La Petite Guerre, comédie en trois actes et en vers de messieurs Chazet et Dubois, a reçu des marques de faveur, et son succès ne peut être contesté, s'il faut en croire les acclamations d'une partie du public et les applaudissemens, quand les auteurs ont été nommés : cependant ces auteurs peuvent-ils, même après ces suffrages, se dissimuler que leur intrigue est tout-à-fait nulle, qu'il est impossible de lui trouver un nœud, que leurs personnages n'ont rien de comique, et leurs situations rien de motivé ; que quelques détails brillantés, quelques traits spirituels, ne peuvent couvrir la nudité du fond qu'ils ont choisi, et la stérilité d'un sujet qu'ils ont sans doute traité avec trop de précipitation.

En général, on ne saurait trop demander aux auteurs de ces sortes d'ouvrages où ils ont vu de semblables situations, où ils ont observé les personnages qu'ils mettent en scène, où ils ont entendu le langage qu'ils font tenir à leurs interlocuteurs ? on se saurait trop leur redire que la véritable comédie n'est pas la peinture de ce qui ne se voit jamais, ou ne se voit que rarement, mais de ce qui se voit tous les jours, à toute heure et par-tout ; qu'il s'agit moins de créer une nature que de peindre celle qui existe, que l'imagination constitue beaucoup moins l'auteur comique que le talent d'observer et de peindre, et que sans doute c'est pour cela que ce titre si avidement ambitionné est mérité si rarement.

Magasin encyclopédique, ou journal des sciences, des lettres et des arts, 9e année, 1803, tome III, p. 271-272 :

[En peu de mots, une exécution en règle : le petit succès que la pièce a rencontré tient à son fond, mince et pourtant surchargé de tout ce qui fait une mauvaise comédie (des moyens dramatiques éculés comme les enlèvements et les déguisements ; des jeux sur le langage qui n’ont pas de valeur dramatique).
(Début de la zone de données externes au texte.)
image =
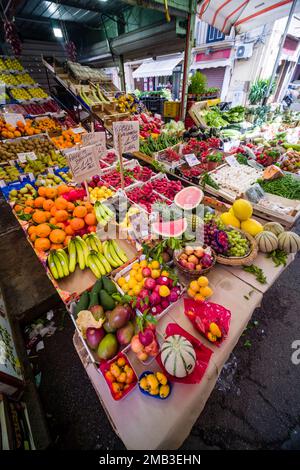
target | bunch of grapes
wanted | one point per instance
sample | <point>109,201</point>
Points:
<point>238,245</point>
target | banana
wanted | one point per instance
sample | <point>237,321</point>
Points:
<point>114,254</point>
<point>108,256</point>
<point>58,266</point>
<point>92,265</point>
<point>52,266</point>
<point>72,256</point>
<point>63,261</point>
<point>121,254</point>
<point>80,255</point>
<point>105,263</point>
<point>99,264</point>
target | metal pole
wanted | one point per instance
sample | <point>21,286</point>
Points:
<point>187,55</point>
<point>268,92</point>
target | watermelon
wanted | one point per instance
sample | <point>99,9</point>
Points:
<point>174,228</point>
<point>178,356</point>
<point>189,198</point>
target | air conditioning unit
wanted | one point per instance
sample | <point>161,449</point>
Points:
<point>244,51</point>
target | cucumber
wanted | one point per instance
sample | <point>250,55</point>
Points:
<point>83,303</point>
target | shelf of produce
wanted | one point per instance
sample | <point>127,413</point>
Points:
<point>267,265</point>
<point>186,402</point>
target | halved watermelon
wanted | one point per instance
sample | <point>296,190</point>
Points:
<point>173,228</point>
<point>189,198</point>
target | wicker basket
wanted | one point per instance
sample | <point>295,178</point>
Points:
<point>188,273</point>
<point>240,260</point>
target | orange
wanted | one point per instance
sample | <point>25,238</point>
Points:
<point>90,219</point>
<point>61,215</point>
<point>48,204</point>
<point>69,230</point>
<point>39,201</point>
<point>39,217</point>
<point>80,211</point>
<point>51,193</point>
<point>43,230</point>
<point>70,207</point>
<point>42,191</point>
<point>57,236</point>
<point>56,246</point>
<point>33,237</point>
<point>77,224</point>
<point>29,202</point>
<point>31,229</point>
<point>42,244</point>
<point>28,210</point>
<point>61,203</point>
<point>53,211</point>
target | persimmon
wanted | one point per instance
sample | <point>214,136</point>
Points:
<point>77,224</point>
<point>61,215</point>
<point>61,203</point>
<point>42,244</point>
<point>80,211</point>
<point>57,236</point>
<point>43,230</point>
<point>39,201</point>
<point>90,219</point>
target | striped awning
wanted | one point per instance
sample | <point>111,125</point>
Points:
<point>244,15</point>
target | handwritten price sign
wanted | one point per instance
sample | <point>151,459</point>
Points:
<point>83,163</point>
<point>127,134</point>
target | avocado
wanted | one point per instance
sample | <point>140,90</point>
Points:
<point>94,299</point>
<point>97,286</point>
<point>106,300</point>
<point>83,303</point>
<point>109,286</point>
On a su leur nom grâce à l'obstination de Picard (ici, en tant qu’acteur : on le rencontre aussi en auteur et en directeur de théâtre). Et un constat  ces auteurs ne font pas leur travail, ils feraient mieux de produire moins et de soigner davantage ce qu’ils soumettent au public.]

THÉATRE LOUVOIS.

La Petite Guerre, comédie en trois actes et en vers, représentée, pour la première fois, le 8 vendémiaire an XII.
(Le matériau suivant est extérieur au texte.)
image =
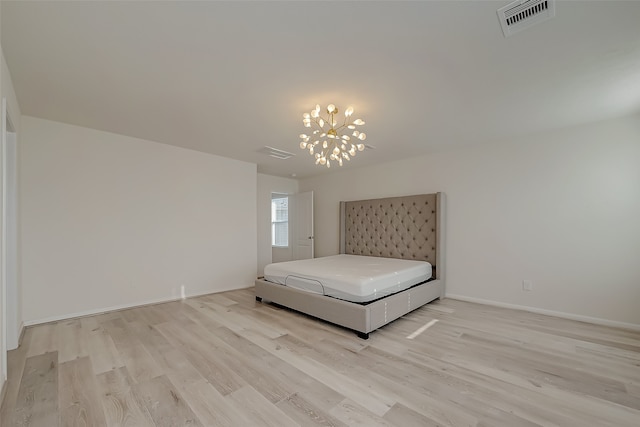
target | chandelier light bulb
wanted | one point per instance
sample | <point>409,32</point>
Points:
<point>336,146</point>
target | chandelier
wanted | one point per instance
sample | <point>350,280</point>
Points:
<point>329,141</point>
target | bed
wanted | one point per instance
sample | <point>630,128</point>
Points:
<point>405,228</point>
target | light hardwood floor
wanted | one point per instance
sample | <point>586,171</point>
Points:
<point>226,360</point>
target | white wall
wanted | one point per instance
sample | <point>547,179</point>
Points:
<point>7,91</point>
<point>268,184</point>
<point>560,209</point>
<point>111,221</point>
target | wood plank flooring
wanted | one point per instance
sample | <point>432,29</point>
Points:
<point>226,360</point>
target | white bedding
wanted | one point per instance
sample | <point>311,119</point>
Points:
<point>354,278</point>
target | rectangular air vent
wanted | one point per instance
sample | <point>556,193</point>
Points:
<point>522,14</point>
<point>274,152</point>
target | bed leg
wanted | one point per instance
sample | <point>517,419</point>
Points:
<point>362,335</point>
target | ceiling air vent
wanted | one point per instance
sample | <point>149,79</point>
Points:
<point>274,152</point>
<point>522,14</point>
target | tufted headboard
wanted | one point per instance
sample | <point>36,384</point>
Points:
<point>408,227</point>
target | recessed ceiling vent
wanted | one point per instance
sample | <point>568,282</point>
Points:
<point>274,152</point>
<point>522,14</point>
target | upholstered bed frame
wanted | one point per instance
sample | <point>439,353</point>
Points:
<point>409,227</point>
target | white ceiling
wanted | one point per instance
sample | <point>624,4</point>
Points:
<point>231,77</point>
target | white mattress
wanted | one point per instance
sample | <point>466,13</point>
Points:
<point>354,278</point>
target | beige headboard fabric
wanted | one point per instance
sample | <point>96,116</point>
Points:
<point>396,227</point>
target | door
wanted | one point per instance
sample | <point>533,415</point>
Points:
<point>303,239</point>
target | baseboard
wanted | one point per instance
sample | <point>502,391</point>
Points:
<point>123,307</point>
<point>570,316</point>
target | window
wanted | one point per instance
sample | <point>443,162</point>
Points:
<point>279,221</point>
Ce petit ouvrage n'a eu qu'un petit succès.

Ce sont des aventures de roman, des conversations de société : on y trouve des enlèvemens et des déguisemens, des jeux de mots et des logogriphes ; et le fond dure à peine le temps ordinaire d'une bonne comédie en un acte. On a un peu sifflé : Picard est cependant venu à bout de faire entendre les noms de MM. Chazet et Dubois. Ils ont sans doute du talent, mais ils devroient penser que c'est tuer sa réputation, que de faire tant d'ouvrages et de les travailler si peu.

Pour tenter de départager les deux critiques, donnons la paroles à Paul Porel et Georges Monval, L'Odéon : Histoire administrative, anecdotique et littéraire, (Paris, 1876), p. 207 : « Le 1er octobre, chute de la Petite guerre, comédie en trois actes, en vers;, de Chazet et Dubois ».